Single-Institution Phase 1/2 Prospective Clinical Trial of Single-Fraction, High-Gradient Adjuvant Partial-Breast Irradiation for Hormone Sensitive Stage 0-I Breast Cancer.

Int J Radiat Oncol Biol Phys 2020 06 19;107(2):344-352. Epub 2020 Feb 19.

Department of Radiation Oncology, Washington University School of Medicine, St Louis, Missouri. Electronic address:

Purpose: We sought to evaluate the feasibility and tolerability of a novel accelerated partial breast irradiation regimen delivered in a single fraction postoperatively.

Methods And Materials: We enrolled 50 patients with low-risk, hormone-sensitive breast cancer from 2015 to 2018 on a prospective phase 1/2 trial to receive single-fraction, high-gradient partial-breast irradiation (SFHGPBI) 2 to 8 weeks after lumpectomy for node-negative, invasive, or in situ breast cancer.
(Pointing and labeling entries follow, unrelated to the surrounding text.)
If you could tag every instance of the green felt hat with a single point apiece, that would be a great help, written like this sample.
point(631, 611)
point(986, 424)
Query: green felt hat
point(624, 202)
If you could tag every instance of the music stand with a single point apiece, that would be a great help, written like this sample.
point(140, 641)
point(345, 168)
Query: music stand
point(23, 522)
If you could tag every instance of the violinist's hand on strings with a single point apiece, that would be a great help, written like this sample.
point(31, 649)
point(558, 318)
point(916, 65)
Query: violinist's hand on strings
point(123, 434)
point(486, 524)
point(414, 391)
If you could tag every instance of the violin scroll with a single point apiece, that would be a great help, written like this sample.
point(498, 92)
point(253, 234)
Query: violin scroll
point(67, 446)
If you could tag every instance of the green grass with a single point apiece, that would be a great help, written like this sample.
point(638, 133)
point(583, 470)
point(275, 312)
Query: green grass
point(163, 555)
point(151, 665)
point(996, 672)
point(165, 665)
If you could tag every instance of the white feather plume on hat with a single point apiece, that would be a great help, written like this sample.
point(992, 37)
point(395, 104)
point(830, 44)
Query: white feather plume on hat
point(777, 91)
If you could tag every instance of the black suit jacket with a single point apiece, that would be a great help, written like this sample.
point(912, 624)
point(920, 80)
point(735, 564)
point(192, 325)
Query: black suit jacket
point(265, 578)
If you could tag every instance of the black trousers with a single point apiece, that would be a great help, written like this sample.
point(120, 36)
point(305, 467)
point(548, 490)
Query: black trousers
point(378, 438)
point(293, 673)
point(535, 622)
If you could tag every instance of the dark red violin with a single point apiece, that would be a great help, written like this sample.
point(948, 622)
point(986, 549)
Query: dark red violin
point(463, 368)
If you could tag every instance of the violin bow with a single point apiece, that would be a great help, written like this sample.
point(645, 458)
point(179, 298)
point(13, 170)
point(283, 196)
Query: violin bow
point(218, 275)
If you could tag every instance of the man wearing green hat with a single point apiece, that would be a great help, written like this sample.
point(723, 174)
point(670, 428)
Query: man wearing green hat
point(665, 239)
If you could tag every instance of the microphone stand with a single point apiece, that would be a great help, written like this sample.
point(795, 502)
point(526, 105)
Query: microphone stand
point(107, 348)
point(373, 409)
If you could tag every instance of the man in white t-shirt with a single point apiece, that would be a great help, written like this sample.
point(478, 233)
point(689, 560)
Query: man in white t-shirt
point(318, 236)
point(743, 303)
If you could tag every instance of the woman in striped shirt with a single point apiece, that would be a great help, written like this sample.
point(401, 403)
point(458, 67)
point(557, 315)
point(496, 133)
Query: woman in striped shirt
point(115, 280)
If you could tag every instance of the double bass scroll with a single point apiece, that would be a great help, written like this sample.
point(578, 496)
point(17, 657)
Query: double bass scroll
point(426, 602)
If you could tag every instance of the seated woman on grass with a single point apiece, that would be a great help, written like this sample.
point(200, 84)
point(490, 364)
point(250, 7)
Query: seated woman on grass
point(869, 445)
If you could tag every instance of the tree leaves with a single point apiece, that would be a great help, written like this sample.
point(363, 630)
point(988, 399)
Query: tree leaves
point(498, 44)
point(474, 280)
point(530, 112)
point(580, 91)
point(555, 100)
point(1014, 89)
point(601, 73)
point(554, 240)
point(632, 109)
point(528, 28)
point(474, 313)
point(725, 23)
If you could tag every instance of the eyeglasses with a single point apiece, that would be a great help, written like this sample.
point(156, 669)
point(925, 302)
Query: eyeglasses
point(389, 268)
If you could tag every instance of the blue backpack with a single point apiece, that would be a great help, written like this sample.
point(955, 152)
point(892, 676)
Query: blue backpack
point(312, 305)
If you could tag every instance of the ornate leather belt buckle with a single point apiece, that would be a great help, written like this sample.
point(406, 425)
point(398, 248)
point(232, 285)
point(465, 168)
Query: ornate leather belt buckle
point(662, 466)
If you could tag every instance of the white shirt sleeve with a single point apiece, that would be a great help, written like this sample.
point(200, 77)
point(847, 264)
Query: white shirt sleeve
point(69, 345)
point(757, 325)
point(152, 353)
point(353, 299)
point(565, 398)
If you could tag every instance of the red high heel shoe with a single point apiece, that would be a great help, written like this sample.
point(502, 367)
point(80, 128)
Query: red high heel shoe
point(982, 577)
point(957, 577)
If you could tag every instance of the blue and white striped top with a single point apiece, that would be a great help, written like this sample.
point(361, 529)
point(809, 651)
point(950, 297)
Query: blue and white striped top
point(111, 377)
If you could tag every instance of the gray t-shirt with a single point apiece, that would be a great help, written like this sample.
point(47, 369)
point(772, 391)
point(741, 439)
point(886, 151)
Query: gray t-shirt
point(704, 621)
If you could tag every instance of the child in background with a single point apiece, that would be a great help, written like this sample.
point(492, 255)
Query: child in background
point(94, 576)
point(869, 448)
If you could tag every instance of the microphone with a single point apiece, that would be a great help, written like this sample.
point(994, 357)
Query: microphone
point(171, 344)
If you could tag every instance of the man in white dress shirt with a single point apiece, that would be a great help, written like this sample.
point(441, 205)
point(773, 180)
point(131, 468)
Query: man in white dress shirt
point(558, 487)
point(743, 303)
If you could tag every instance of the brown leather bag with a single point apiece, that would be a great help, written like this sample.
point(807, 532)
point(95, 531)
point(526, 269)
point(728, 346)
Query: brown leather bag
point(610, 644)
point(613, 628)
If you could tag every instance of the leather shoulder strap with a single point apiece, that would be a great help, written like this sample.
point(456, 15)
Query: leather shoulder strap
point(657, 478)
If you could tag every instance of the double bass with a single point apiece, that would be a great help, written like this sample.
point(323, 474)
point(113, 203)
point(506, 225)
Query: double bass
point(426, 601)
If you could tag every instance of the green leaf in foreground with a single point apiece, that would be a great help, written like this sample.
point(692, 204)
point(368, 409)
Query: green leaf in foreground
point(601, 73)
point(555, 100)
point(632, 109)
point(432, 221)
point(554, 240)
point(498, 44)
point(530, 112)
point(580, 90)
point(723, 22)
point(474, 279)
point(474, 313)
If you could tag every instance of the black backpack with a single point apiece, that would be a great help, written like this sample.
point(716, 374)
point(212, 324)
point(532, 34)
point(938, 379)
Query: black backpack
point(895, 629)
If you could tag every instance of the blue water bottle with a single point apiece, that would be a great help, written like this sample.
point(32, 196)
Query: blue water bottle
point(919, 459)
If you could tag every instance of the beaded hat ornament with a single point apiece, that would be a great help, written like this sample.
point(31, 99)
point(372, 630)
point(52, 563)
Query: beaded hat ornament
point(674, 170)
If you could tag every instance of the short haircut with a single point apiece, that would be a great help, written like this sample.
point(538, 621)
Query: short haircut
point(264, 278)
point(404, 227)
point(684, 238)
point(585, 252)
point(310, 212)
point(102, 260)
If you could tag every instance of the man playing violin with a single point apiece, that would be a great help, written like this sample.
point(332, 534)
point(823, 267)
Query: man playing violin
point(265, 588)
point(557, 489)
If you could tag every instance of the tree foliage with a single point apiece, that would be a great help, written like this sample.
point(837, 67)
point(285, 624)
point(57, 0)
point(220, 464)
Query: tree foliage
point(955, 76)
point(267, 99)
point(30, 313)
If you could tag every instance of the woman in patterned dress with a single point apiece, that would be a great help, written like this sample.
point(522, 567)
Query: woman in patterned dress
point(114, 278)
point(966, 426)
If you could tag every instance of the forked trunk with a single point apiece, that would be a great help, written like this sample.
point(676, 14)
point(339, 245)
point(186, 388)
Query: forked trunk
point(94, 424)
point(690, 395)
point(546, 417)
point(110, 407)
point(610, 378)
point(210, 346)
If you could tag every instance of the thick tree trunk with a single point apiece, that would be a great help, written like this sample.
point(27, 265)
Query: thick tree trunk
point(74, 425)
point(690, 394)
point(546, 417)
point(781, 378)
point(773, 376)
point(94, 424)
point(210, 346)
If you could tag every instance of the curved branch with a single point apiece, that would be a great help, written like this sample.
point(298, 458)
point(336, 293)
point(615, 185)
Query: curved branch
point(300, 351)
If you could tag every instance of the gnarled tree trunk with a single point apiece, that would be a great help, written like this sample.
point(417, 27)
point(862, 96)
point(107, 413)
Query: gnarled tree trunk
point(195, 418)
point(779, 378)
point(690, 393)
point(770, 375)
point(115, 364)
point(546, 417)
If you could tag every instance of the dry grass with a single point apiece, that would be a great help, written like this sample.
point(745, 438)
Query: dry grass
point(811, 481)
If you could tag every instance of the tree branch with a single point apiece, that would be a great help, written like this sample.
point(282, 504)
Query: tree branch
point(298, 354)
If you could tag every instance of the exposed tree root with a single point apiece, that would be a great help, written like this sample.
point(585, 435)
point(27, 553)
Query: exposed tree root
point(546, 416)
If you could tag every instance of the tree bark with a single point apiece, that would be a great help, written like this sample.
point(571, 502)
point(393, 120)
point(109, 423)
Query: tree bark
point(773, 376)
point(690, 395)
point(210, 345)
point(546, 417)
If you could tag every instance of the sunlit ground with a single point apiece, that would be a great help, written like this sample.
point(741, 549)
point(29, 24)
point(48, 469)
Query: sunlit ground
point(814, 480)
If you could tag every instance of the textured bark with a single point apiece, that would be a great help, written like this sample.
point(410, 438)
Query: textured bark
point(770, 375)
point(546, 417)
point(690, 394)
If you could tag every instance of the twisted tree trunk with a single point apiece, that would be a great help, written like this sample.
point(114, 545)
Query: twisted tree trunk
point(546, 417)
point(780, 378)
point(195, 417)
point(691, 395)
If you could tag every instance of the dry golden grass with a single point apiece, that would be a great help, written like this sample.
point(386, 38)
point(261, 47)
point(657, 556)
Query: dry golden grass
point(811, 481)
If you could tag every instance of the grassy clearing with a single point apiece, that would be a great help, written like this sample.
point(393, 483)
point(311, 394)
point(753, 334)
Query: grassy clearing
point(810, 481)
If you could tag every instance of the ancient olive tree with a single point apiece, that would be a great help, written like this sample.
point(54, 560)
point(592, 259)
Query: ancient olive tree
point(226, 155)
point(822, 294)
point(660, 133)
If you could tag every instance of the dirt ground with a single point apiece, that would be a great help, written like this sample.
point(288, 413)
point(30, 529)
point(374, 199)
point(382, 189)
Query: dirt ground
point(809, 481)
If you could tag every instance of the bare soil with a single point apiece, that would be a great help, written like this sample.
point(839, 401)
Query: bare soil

The high gradient was achieved by prescribing 20 Gy to the surgical bed and 5 Gy to the breast tissue within 1 cm of the surgical bed simultaneously in 1 fraction using external beam.

Results: The median age was 65 (range, 52-84). Ten patients (20%) had small-volume ductal carcinoma in situ while the remainder had stage I disease. At a median follow-up of 25 months, we evaluated toxicity, patient- and physician-reported cosmesis, patient-reported quality of life (QOL), and initial tumor control. There was no Common Terminology Criteria for Adverse Events v4.0 grade 3+ toxicity. Only 34% of patients experienced grade 1 erythema. Good-to-excellent pretreatment cosmesis was present in 100% and 98% per physicians and patients, respectively, and did not change post-SFHGPBI. Quantitative cosmesis by percentage of breast retraction assessment significantly improved over time during the post-SFHGPBI period per mixed repeated measures modeling (P = .0026). QOL per European Organization for Research and Treatment of Cancer QOL Questionnaires C30 and BR-23 did not decline other than temporarily in the systemic therapy effects and hair loss domains, both of which returned to pretreatment values. There was 1 noninvasive in-breast recurrence in a separate untreated quadrant 18 months post-SFHGPBI and 1 isolated axillary recurrence 30 months post-SFHGPBI, both salvaged successfully. There were no distant recurrences or cancer-related deaths observed.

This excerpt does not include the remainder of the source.